Die Eckdaten zur Tour hatte ich sowieso schon im Hinterkopf, nun blieb bloss die Frage, von welcher Seite man am besten solo und mit Schneeschuhen zum Gipfel kommen könnte. Die Wahl fiel dann auf den weniger häufig begangenen Aufstieg von Melag aus dem Langtauferer Tal heraus. Ein Schlafplatz in der Weißkugelhütte war zum Glück so kurzfristig noch zu bekommen, die Sachen waren schnell gepackt und nach einer sehr kurzen Nacht ging es gegen Mitternacht daheim gen Süden los.

Kurz nach der Dämmerung erreichte ich dann mein Ziel, packte noch ein bissl den Rucksack um und stiefelte schliesslich um kurz vor 07:00 los.

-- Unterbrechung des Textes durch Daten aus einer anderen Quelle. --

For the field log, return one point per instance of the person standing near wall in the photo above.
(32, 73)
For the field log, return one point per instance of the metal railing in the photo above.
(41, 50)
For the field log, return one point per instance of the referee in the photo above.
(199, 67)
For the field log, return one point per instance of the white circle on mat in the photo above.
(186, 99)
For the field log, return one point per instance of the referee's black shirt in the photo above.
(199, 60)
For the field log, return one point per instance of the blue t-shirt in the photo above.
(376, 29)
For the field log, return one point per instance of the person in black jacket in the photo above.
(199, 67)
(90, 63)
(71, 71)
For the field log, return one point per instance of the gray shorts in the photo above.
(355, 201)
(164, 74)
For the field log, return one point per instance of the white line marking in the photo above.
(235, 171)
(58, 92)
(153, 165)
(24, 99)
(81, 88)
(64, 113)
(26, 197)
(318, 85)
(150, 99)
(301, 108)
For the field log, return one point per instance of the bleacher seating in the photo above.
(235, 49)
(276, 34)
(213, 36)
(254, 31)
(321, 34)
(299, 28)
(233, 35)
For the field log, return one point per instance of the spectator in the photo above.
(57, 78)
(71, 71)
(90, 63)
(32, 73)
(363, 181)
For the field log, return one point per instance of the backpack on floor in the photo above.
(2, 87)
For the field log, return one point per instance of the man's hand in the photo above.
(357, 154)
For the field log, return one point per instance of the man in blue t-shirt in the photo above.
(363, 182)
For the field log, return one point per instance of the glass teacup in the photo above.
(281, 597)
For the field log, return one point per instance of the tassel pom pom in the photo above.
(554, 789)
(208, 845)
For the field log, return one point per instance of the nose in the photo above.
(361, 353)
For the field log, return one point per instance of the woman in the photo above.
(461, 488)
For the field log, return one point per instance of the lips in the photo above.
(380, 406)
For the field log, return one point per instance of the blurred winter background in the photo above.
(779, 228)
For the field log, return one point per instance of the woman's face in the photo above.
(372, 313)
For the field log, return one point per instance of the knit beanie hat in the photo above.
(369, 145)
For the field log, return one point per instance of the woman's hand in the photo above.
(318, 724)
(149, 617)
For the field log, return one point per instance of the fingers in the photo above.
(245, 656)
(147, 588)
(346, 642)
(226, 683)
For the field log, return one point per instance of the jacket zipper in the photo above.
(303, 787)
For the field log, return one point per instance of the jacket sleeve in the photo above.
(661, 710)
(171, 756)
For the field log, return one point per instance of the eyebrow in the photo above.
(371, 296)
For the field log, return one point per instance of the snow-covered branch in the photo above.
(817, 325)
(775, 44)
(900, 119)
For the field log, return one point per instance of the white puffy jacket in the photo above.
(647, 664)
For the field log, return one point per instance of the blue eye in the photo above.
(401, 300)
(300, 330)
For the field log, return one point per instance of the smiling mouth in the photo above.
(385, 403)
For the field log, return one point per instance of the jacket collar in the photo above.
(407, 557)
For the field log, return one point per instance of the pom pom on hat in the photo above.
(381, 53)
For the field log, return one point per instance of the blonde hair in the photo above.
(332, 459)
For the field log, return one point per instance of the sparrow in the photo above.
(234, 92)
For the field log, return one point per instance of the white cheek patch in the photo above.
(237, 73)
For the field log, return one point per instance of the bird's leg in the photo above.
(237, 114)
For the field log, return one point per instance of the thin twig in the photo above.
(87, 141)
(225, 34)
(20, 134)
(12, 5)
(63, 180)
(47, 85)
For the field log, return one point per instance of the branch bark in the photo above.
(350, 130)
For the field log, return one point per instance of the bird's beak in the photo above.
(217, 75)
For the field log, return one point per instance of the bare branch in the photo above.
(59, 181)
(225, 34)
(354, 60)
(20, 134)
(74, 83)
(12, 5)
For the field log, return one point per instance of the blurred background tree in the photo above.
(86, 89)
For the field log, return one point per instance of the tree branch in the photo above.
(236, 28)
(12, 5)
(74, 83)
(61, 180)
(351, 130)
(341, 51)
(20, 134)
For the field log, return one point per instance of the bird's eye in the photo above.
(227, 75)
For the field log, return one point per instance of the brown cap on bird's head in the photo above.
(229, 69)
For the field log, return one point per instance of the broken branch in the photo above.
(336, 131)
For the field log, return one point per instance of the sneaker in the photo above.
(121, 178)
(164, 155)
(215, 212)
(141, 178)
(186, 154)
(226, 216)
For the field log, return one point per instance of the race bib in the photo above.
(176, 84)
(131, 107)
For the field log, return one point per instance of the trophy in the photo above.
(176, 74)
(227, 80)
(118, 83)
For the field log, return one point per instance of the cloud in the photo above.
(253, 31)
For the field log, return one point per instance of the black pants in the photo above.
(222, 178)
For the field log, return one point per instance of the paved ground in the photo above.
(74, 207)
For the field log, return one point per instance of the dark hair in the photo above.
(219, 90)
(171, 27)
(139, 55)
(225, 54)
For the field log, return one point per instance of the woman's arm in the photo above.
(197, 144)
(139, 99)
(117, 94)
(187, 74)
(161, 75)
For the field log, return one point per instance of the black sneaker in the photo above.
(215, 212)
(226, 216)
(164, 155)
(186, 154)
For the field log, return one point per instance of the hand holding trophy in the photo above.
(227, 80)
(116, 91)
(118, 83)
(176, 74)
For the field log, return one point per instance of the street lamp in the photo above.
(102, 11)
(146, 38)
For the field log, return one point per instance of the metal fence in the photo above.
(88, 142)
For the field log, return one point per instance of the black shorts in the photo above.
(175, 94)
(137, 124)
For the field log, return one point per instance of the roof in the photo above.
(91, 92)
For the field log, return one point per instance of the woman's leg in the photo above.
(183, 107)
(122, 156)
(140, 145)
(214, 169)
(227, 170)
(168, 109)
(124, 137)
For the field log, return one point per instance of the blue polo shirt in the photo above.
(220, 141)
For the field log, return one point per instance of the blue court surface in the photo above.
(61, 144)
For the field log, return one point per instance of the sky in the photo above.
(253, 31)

1. Tag: Melag - Melager Alm - Äußerer Bärenbartkogel - Weißkugelhütte
Stats: 10:45 h (06.55 - 17.50) - +1680/-1050 hm



Die allzu kurze Nacht sollte ich noch früher als gewünscht beim Aufstieg spüren, der mich ziemlich viel Energie kostete, doch das traumhafte Wetter entschädigte für alle Strapazen. Aufgrund der Schneelage an einigen Steilhängen plante ich dann spontan ein wenig um und entschied mich gegen den direkten Weg zur Weißkugelhütte, der mit Schneeschuhen ziemlich mühsam zu werden schien, da ich erst einen tiefen Taleinschnitt queren musste, nachdem ich mich kurz nach Melag entschieden hatte auf der rechten Talseite aufzusteigen. So brachte ich mich letztlich zwar um die Möglichkeit ab der Hütte mit leichtem Gepäck zur Halbtages-Tour zu starten und musste stattdessen die ganze Ausrüstung mit mir rumschleppen, doch die Rechnung ging auf und ich schaffte es zum fast 3500 m hohen Äußeren Bärenbartkogel. Den Gipfel hatte ich zwar ursprünglich gar nicht eingeplant, aber er bot sich dann doch an, da auch ein paar Skitourengänger dorthin unterwegs waren und er technisch nicht allzu schwierig sein sollte. Die ausgiebige Gipfelrast mit herrlichem Panorama zur Weißkugel und auch in die Ortlergruppe war dann wirklich genial, und ich vergaß fast schon die Zeit. Der Abstieg zur Hütte verlief dann insgesamt ganz gut, zwar war der Schnee stellenweise schon recht weich und ein paar steile Stellen forderten noch mal gute Konzentration, aber ich kam wohlbehalten an der Hütte an und habe dort in netter Gesellschaft noch einen geselligen Abend verbracht. Beim Einschlafen hatte ich nach der langen Tour und der kurzen Nacht zuvor auf jeden Fall keine Probleme.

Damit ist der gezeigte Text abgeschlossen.